Cornmeal-crusted fried catfish on a bun with tartar sauce.

The fried catfish sandwich is defined by cornmeal, not flour. The fillet is dredged in seasoned cornmeal rather than a wet batter or a wheat breading, and that choice changes the whole sandwich: cornmeal fries into a sandy, gritty, almost crunchy crust with a faint corn sweetness that flour cannot give, and that texture against the soft, slightly sweet flesh of the catfish is the identity. A flour-battered catfish fillet is a fish sandwich. A cornmeal-crusted one is this sandwich, and the grit of the coat is the reason it has its own name.
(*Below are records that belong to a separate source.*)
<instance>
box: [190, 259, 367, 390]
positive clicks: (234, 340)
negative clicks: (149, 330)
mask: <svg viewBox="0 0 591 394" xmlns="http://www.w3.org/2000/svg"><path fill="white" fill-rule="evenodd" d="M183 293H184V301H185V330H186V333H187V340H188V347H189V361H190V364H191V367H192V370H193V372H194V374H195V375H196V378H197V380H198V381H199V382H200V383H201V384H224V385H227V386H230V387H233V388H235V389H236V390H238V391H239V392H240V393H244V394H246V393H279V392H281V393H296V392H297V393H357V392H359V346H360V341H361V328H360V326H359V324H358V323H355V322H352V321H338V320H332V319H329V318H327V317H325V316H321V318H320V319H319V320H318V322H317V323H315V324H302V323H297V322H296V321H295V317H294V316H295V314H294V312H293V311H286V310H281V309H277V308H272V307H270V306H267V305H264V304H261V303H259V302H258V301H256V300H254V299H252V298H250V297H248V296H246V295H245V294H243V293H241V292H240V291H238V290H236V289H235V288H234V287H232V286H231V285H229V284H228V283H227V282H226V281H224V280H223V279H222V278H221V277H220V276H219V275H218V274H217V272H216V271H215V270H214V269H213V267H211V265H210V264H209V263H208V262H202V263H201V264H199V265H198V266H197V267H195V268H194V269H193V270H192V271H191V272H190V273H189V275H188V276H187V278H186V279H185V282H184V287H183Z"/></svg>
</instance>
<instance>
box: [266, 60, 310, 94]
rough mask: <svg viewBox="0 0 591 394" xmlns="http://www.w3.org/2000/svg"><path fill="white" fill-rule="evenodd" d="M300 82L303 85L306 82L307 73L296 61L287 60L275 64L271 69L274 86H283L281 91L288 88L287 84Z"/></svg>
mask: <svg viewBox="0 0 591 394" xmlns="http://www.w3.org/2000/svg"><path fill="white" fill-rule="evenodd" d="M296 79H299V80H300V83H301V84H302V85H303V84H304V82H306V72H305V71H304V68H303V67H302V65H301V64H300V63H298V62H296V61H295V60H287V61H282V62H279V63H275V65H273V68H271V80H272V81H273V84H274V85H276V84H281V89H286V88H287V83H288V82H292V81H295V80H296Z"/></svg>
The craft is in the dredge and the fry. Catfish is a soft, fatty, mild fillet, so it has to be cooked hot and fast enough to set that cornmeal shell before the flesh goes from tender to mushy inside it. A buttermilk or hot-sauce soak before the dredge does two jobs: it tames the muddy edge some catfish carries and it gives the cornmeal something to grip so the crust does not slough off in the pan. The fillet lands on a plain soft bun, never a crusty roll, because a hard roll would overwhelm a delicate fish and break the textural argument the cornmeal is making. Tartar sauce or a remoulade supplies the acid and fat the lean fish lacks, applied to the bun rather than over the crust so the coating stays crisp, with flat pickle and sometimes a slice of raw onion as the cold counter. It is a fish-camp and meat-and-three build, fried to order and eaten fast, because cornmeal crust softens quickly once the fish steams under it.

The variations follow the catch and the dredge. A blackened fillet drops the cornmeal for a dry spice crust and a hot skillet, which is a different sandwich. A spicier Delta dredge leans cayenne into the meal; a po' boy build moves the same fillet onto airy Louisiana French bread and dresses it. Each of those is its own regional reading and deserves its own article rather than being crowded in here.